Tuesday, November 5, 2019

The Real Struggle for Communists is Reading Marx's Work

Karl Marx

By Don Boudreaux
Ages ago, as a grad student at NYU in the early 1980s, I took a course in Marxian (or was it called Marxist?) Economics from NYU Econ’s resident Marxist, Prof. James F. Becker. I enrolled in this course in order to give myself sufficient incentive actually to read Marx’s key works.
I recall very much liking Prof. Becker and his text, but finding – not to my surprise – Marx’s writings to be turgid, profoundly confused, and mostly downright absurd. I don’t remember the precise grade that I earned to pass the class, but if Marx’s labor theory of value were correct, then that grade damn well ought to have been an A+. Reading Marx was a struggle. It’s a task at which one must labor hard.
I am now again reading many of Marx’s ‘scientific’ economics writings (in preparation for a conference that I’ll attend next week). What a crock! Marx’s ramblings are far more ridiculous and difficult to penetrate than I’d recalled.
I’m astonished that Marx’s lumbering, thick, repetitive, and entirely inelegant prose somehow won for him any popularity beyond a tiny handful of crazed and semi-literate followers. Reading Marx is a figurative form of grinding red-hot embers into one’s eyes and trying to make sense, through the pain, of the resulting confused and distorted scene.
More than one person whose opinion and judgment I greatly respect insist that Marx, for all of his many mistakes, is nevertheless a thinker with some worthwhile ideas – a thinker worthy of careful study and respect. Well, if so, I’ve missed something. I’ve not come close to stumbling upon any original thought in Marx that is worth the ink used to record it onto paper. Nothing in the old fool’s oeuvre that I’ve read is remotely worthy of respect. It’s all, as far as I can tell, nonsense that is more difficult to digest than cement and with less intellectual nutritional value.
The above originally appeared at Cafe Hayek.
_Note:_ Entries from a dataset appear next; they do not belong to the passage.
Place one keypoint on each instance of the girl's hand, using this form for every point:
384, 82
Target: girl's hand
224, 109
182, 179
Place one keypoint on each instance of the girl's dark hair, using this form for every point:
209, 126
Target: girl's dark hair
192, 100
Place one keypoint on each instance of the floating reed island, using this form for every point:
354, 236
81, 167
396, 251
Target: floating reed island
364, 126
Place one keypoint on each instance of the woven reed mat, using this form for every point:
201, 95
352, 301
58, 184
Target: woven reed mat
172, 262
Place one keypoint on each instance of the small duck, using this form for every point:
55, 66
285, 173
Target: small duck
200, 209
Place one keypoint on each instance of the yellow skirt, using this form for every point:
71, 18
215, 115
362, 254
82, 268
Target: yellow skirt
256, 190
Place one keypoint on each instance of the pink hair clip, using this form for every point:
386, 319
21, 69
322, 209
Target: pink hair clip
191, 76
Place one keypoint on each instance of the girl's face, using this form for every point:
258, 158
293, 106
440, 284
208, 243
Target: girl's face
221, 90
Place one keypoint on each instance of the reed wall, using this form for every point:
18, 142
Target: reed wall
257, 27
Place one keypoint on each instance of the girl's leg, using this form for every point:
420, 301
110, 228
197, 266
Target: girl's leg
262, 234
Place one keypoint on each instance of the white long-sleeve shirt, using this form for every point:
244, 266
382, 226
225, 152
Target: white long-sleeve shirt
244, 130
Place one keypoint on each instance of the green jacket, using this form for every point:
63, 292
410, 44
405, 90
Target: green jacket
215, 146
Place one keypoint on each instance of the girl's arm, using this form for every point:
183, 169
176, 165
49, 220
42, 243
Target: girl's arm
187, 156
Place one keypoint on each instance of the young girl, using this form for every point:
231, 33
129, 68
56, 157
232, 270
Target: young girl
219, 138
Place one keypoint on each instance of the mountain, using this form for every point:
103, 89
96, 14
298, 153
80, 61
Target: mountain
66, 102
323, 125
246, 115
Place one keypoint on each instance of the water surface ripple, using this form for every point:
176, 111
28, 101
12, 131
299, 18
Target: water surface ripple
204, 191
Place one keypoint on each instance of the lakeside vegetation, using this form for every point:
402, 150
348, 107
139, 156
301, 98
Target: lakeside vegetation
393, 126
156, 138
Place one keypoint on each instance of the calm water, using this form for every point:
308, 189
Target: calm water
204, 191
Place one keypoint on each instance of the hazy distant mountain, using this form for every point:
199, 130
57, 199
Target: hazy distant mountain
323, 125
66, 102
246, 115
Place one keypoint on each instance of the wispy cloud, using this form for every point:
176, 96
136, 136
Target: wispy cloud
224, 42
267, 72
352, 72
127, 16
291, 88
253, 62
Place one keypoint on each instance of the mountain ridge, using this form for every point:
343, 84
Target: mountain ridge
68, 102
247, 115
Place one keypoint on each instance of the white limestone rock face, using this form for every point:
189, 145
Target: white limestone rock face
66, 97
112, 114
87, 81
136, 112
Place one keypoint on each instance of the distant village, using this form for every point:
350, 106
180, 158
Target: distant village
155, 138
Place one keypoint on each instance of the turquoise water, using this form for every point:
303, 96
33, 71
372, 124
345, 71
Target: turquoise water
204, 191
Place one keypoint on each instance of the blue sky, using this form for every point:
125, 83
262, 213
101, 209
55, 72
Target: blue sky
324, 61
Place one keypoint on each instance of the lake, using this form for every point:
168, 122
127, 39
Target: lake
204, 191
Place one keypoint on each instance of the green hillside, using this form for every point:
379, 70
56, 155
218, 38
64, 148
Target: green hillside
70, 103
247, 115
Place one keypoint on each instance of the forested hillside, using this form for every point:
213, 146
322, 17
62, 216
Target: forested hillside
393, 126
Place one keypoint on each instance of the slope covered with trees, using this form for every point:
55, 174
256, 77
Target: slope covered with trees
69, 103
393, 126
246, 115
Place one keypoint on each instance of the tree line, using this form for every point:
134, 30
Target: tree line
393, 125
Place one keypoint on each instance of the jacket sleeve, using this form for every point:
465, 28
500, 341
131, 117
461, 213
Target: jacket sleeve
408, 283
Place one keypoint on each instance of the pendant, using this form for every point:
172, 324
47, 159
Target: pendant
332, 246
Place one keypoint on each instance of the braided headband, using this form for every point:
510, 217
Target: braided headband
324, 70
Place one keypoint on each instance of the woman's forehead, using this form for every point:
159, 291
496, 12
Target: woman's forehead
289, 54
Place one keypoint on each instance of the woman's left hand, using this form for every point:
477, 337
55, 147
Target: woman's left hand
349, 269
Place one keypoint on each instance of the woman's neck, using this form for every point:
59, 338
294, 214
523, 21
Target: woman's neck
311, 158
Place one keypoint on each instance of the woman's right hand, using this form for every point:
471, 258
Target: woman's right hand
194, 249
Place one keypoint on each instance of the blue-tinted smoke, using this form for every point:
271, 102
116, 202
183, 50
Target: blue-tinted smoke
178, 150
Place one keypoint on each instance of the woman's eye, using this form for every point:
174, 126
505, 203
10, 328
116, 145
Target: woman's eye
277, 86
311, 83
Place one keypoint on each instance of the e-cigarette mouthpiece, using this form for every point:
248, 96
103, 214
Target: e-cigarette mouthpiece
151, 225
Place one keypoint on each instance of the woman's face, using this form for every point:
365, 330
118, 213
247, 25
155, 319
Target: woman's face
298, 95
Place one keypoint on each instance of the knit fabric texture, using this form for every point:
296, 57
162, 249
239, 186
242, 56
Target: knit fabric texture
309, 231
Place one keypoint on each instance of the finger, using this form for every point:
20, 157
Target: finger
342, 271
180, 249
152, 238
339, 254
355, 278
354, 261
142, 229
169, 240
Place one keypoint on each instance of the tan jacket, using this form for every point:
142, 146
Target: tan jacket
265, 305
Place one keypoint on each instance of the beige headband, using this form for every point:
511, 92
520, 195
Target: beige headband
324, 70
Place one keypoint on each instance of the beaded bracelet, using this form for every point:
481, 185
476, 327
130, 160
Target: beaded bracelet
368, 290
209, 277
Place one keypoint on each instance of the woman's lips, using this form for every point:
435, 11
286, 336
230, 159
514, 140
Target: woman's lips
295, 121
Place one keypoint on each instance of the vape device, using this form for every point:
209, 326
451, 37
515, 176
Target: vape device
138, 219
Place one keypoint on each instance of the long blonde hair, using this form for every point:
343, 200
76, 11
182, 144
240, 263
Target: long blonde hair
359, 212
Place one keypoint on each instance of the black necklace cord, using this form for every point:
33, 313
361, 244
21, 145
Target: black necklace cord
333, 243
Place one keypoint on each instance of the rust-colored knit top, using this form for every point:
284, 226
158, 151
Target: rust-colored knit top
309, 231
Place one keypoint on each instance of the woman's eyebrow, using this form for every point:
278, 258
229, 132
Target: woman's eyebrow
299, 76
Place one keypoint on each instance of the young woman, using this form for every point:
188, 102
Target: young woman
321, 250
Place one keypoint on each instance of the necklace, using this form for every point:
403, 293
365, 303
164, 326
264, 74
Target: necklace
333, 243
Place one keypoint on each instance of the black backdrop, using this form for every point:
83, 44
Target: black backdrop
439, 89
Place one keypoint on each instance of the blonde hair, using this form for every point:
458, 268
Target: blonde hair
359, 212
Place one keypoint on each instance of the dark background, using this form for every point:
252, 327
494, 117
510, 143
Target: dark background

  1. I have a fairly early copy from last century of one of the volumes for Marx. I can confirm it's every as unreadable as he says it is. Since Marx did not bother to bathe or support his family, I guess he was able to find time to write such dreck with the help of his sponsor.

  2. Yep, completely agree. I was totally shocked how Marx's Das Kapital could have such an impact. I stopped around page 150 as it was clear that everything before was so wrong, and everything that followed was based on this first part, I couldn't get myself to continue. Whatever amount of socially necessary labor time Marx put into this, it resulted in total garbage and lot's of dead people because of it.

    I guess most self described Marxits never made it even that far in the book..

  3. The hand in the coat is the a sign of a what?

  4. I had to study (and pass exams!) Marx in both school in university.

    The inanity of his massive corpus of logical fallacies is stunning. I tried hard to forget this crap. Unfortunately, I'm cursed with good memory.

    My pet theory is that as long as the opus is voluminous its inanity and opaqueness add to its popularity - idiots like to pretend they "get it". Other idiots are impressed with this claim by the first idiot readers, and also pretend. And so it goes on and becomes the sacred text of a whole idiotic cult. Witness: The General Theory of Employment, Interest and Money, Das Kapital, Mein Kampf, Of Grammatology, and all other sacred books.